The challenge for the world’s leaders is to get beyond the platitude of inclusive growth and figure out what sustainable development really means for countries rich and poor alike. Environmental sustainability must be central, of course. But we also have to define our social goals precisely, including but also going beyond the basic needs set out in the Millennium Development Goals. This is where the Social Progress Index is trying to make a difference. It attempts to capture the holistic sense of the different dimensions of what makes a good society. As well as the basic poverty issues of the MDGs, the Social Progress Index also highlights big issues that, though urgent, are not currently on the agenda for the Sustainable Development Goals: obesity (a global epidemic, not just a problem for the usual suspect fatties of America; Mexico and Egypt have higher levels of obesity than the U.S.); gender equity (which goes far beyond basic reproductive rights and access to primary education); and, minority rights (the opportunity for every citizen to get on with their life free from discrimination is an essential part of wellbeing).
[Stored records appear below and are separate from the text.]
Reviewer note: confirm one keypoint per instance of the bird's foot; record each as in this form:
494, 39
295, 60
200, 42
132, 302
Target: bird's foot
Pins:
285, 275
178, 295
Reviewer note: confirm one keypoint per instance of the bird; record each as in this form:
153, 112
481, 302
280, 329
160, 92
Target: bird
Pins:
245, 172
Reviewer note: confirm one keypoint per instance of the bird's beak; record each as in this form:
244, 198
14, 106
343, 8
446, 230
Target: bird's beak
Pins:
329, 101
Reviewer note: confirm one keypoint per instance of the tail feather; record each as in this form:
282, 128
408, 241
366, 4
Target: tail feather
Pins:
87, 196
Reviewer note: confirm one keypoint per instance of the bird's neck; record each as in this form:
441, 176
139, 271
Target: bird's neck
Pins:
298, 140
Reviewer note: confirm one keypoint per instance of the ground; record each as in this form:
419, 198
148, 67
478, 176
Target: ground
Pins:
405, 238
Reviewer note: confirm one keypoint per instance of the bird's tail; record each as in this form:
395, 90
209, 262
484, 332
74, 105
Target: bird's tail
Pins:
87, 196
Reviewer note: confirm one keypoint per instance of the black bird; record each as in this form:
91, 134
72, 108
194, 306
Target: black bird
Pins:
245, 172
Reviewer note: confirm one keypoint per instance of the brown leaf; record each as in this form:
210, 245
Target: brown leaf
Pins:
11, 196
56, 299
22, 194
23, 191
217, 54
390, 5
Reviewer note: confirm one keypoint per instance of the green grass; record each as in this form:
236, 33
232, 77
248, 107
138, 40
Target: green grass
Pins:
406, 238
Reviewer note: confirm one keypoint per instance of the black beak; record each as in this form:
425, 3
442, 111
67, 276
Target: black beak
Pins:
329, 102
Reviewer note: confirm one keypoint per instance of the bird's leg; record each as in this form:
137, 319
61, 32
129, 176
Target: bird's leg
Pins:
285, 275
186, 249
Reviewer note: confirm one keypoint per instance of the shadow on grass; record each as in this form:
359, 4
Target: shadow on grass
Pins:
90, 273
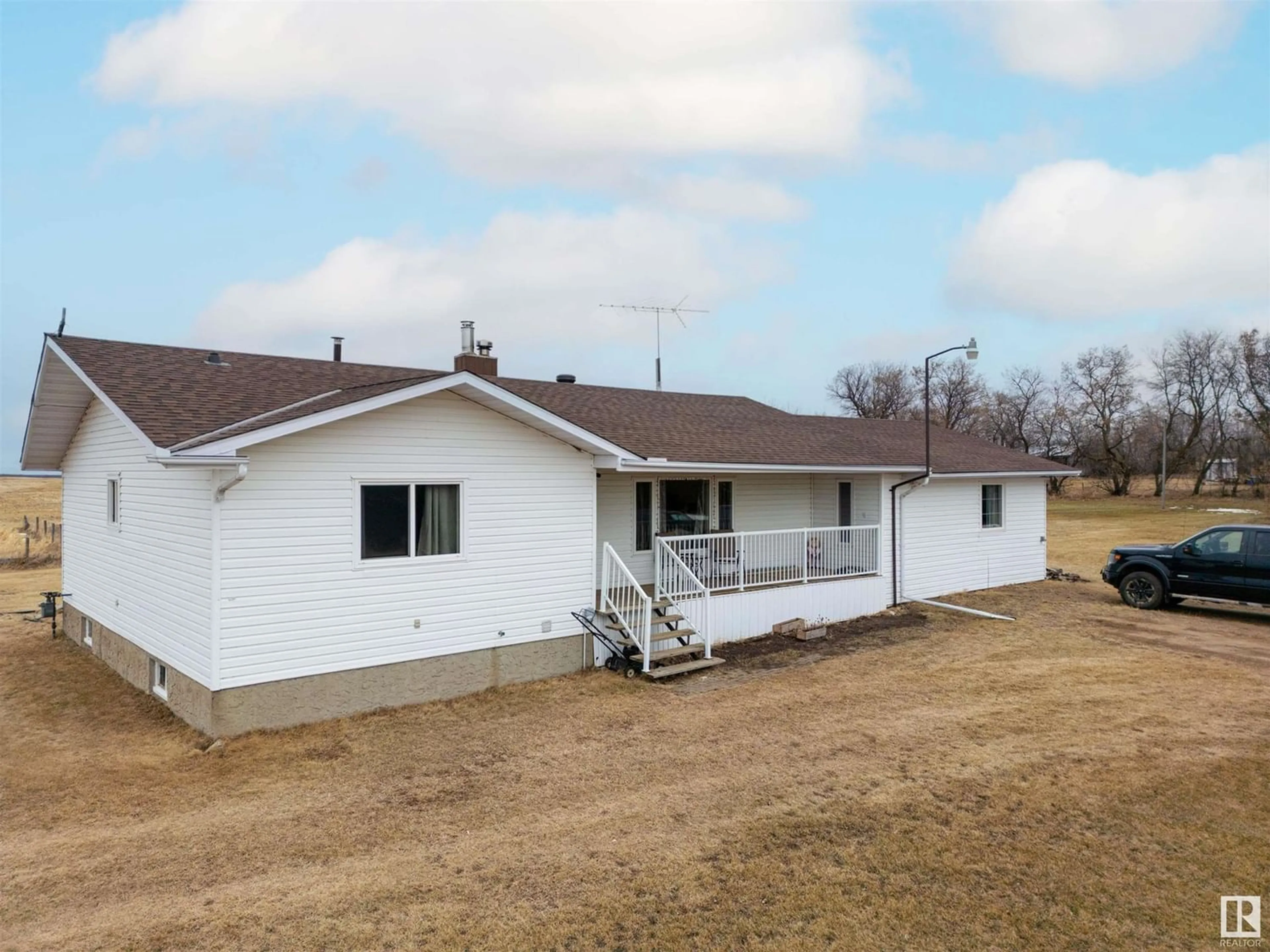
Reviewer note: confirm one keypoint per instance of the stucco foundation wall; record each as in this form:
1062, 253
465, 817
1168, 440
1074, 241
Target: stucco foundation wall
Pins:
318, 697
187, 698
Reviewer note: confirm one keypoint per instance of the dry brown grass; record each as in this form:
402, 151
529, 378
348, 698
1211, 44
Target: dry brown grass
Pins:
40, 500
1038, 785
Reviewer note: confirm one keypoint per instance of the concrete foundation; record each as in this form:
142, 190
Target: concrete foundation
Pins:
285, 704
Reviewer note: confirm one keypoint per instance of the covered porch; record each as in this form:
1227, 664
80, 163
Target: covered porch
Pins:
733, 554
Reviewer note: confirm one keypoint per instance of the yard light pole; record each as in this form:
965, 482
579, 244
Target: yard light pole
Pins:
972, 353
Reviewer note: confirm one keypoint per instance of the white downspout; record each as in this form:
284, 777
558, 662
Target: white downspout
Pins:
218, 498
Carroll’s snark hunters are warned to beware the dangerous ‘boojum.’ The poem ends when one of them finds the snark but then disappears (“For the snark was a boojum, you see”). If the world’s leaders persist with the pursuit of the snark of inclusive growth as the answer to all our ills, they may find that it is a boojum—that the targets are either meaningless or elusive and that the grand coalition of government, business and philanthropy that has been assembled to rise to this challenge will “softly and suddenly vanish away, and never be met with again.”